First Sergeant Roger “Rogin” Ingram, pilot of PVNC Dwarf six, was not what anyone would call sane. You needed to be at least a little unhinged to climb on top of a nuclear powered mechanical monstrosity in order to fight against what the best scientists on Earth could only describe as “Bullshit magic golem thingies”.

At least, in Rogin’s opinion, a Dwarf was more metal than those bullshit magical golem thingies. Standing on two tungsten legs, each one wider than Rogin himself, the Dwarf was twelve meters tall, top heavy due to the nuclear reactor located in its torso, and armed with the best weapons PVNC could find, make or steal.

Dwarf six, for example, had an old 20th century TOW launcher, a brand new gamma ray laser cannon, and a frostpike looted from a Pawn Rogin took down half a year ago.
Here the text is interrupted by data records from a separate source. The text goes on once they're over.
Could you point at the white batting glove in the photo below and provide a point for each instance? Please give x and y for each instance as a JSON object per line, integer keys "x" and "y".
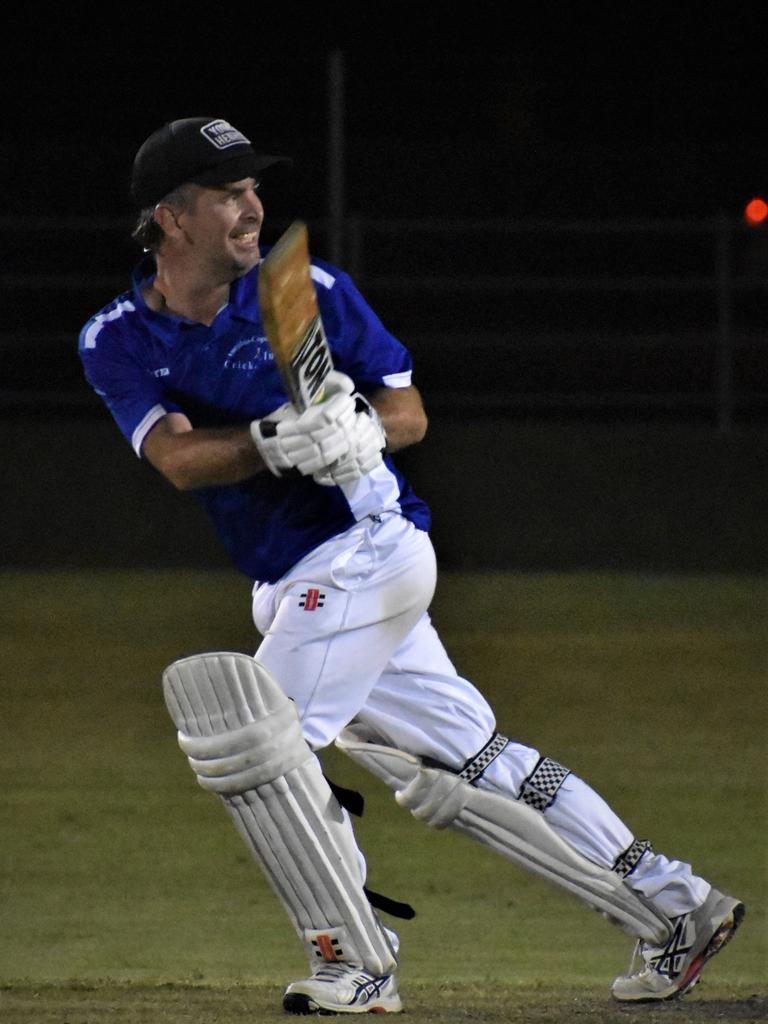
{"x": 267, "y": 438}
{"x": 367, "y": 451}
{"x": 323, "y": 433}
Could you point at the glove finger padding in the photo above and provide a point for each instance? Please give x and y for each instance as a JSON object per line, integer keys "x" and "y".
{"x": 265, "y": 434}
{"x": 366, "y": 453}
{"x": 321, "y": 434}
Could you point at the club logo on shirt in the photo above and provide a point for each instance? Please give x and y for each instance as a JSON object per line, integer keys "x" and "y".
{"x": 311, "y": 599}
{"x": 257, "y": 354}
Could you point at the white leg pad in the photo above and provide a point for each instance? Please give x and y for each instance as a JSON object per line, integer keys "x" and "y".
{"x": 512, "y": 828}
{"x": 243, "y": 738}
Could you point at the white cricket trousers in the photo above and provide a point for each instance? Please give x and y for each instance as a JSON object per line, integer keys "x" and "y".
{"x": 347, "y": 635}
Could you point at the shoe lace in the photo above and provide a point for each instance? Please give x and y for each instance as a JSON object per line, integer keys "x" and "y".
{"x": 331, "y": 971}
{"x": 637, "y": 961}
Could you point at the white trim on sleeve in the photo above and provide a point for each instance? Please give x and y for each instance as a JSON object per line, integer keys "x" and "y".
{"x": 89, "y": 341}
{"x": 398, "y": 380}
{"x": 137, "y": 438}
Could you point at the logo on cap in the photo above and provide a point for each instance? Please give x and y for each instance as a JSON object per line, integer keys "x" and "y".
{"x": 222, "y": 135}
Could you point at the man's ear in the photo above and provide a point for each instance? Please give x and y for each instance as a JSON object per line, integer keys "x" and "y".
{"x": 167, "y": 218}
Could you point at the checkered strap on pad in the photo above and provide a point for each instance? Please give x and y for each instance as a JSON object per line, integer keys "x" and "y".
{"x": 479, "y": 762}
{"x": 540, "y": 788}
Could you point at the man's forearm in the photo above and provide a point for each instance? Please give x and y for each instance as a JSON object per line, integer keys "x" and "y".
{"x": 205, "y": 458}
{"x": 402, "y": 416}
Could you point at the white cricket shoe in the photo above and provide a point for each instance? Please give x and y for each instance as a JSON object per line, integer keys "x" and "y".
{"x": 343, "y": 988}
{"x": 670, "y": 971}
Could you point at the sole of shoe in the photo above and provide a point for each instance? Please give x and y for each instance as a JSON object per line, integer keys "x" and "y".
{"x": 303, "y": 1006}
{"x": 720, "y": 939}
{"x": 723, "y": 934}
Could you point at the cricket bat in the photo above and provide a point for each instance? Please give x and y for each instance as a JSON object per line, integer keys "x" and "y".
{"x": 292, "y": 320}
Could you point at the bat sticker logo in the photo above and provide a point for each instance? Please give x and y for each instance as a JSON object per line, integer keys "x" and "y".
{"x": 311, "y": 599}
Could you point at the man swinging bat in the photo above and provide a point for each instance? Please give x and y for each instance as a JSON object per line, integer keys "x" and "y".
{"x": 308, "y": 501}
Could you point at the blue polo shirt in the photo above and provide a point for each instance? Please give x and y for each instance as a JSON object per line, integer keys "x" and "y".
{"x": 144, "y": 365}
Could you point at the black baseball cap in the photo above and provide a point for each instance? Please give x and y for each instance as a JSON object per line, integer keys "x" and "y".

It couldn’t quite fight a Pawn toe to toe, but Rogin was fairly confident in his ability to fight the Chess Pieces with some reliable backup.

Unfortunately, that backup would be very late to the party, being hastily reassembled in the bays next to his.

Not that Rogin let that stop him from climbing into his Dwarf and going out to fight eight of the Kasparov-damned things, with nothing more than a battalion of infantry as backup.